This will bring the one way analysis.
Under the red triangle find the equivalence test.
There are two options means and standard deviations.
We are going to focus on means in this talk.
we bring the dialogue and you can select a test that you would like to conduct
and the graph will represent the selected test.
For the superiority or non-infererority test there are two scenarios.
Large difference is better or smaller difference is better.
Choose option depend on the situation.
You also need to specify the margin here for the delta.
You need to specify the significance level alpha as well.
You can choose use pooled variance or unequal variance to run the test.
You can do all pair wise comparison
or you can do a comparison with the control group.
We're going to run an equivalence test first
and we will specify the three as margin for the difference.
We click the Okay button.
Here is the result of the equivalence test.
From this forest plot you can see that
the confidence interval for the main difference between drug A and drug C
is completely contained in this blue equivalence region.
The max P-value is zero less than .05.
We can conclude to the .o5 significance level.
Drug A and drug C are equivalent.
But if we look at drug A and B, drug B and C
we can see their confidence interval of the main difference
is both beyond this blue region.
At the .05 significance level
we cannot conclude that drug A and B or drug B and C are equivalent.
Assume drug C is our standard drug and we would like to find out
if the measurements of drug A or B are much better than drug C.
We can run a superiority test to prove.
Let me close this outline note first and we bring the launch dialogue again.
This time we're going to do a superiority test.
For this test we believe large difference is better.
Here we keep this selection.
A lso for this study we want to set drug C as our control group.
We plug in the delta, the margin .04 for this case click Okay button.

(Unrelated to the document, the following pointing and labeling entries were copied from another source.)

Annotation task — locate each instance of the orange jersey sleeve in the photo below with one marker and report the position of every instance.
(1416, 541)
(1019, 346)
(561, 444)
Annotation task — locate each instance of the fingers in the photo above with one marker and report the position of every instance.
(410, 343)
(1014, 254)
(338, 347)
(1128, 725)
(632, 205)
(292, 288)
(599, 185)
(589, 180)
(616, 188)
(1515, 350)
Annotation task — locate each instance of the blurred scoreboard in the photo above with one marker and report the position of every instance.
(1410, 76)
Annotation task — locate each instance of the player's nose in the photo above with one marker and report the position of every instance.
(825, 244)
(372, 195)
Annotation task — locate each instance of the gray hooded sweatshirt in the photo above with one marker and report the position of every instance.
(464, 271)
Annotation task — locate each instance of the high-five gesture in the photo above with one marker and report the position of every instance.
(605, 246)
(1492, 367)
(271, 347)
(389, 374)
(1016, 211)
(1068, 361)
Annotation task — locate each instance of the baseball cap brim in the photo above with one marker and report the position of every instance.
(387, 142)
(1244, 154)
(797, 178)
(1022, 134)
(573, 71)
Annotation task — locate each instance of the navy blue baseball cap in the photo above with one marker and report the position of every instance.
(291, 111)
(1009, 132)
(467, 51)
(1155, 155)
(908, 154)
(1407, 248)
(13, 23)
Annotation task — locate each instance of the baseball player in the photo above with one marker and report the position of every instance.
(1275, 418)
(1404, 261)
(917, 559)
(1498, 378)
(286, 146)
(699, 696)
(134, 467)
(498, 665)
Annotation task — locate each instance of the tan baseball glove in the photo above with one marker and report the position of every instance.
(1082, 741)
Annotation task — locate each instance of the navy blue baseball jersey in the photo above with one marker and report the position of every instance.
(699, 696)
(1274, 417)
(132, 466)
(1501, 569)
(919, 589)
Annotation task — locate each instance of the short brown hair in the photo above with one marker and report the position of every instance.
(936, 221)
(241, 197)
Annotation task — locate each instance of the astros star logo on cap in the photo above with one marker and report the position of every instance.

Here is the result for superiority test.
From the forest plot you can easily see that the confidence interval
of mean difference between drug B and C
is completely contained in this superior region
and the P-value is less than .05 .
We conclude that drug B is superior to drug C.
The confidence interval of mean difference
between drug A and C is beyond this blue region.
The P-value here is much bigger than .05 .
we conclude at the .05 significance level
we cannot conclude that drug A is superior to drug C.
This concludes my first example.
Now I'm going to use a second example
to use the relative risk between two proportions
to show you how to conduct a non-inferiority test.
Bring the data table.
The trial is try to compare a drug
called FIDAX as alternative to drug VANCO for the treatment of colon infections.
Both drugs have similar efficiency and safety.
221 out of 224 patients treat with FIDAX
achieved clinical cure by the end of study.
Compare to 223 out of 257 patients treated with VANCO.
We're going to launch Fe Y by X again.
And put our response and a treatment variable and account will be Freg.
Since the response variable is categorical.
Contingency analysis is produced
and all the test here is based on classical hypothesis test.
The P-value suggests us that we cannot conclude
that clinical Q is different across the drug.
But for this study we really want to find out
if drug FIDAX is not inferior to drug VANCO.
We go to red triangle menu, find equivalent test.
There are risk difference and relative risk.
We are going to choose relative risk to do this case.
In the launch dialogue we choose non-inferiority test
and the large ratio is preferred by us for this study.
We also need to find the category interest.
For this study we select yes as a category of interest
and we also need to plug in our ratio margin here.
We specify zero .09.
We click Okay button and here is the result of non-inferiority test.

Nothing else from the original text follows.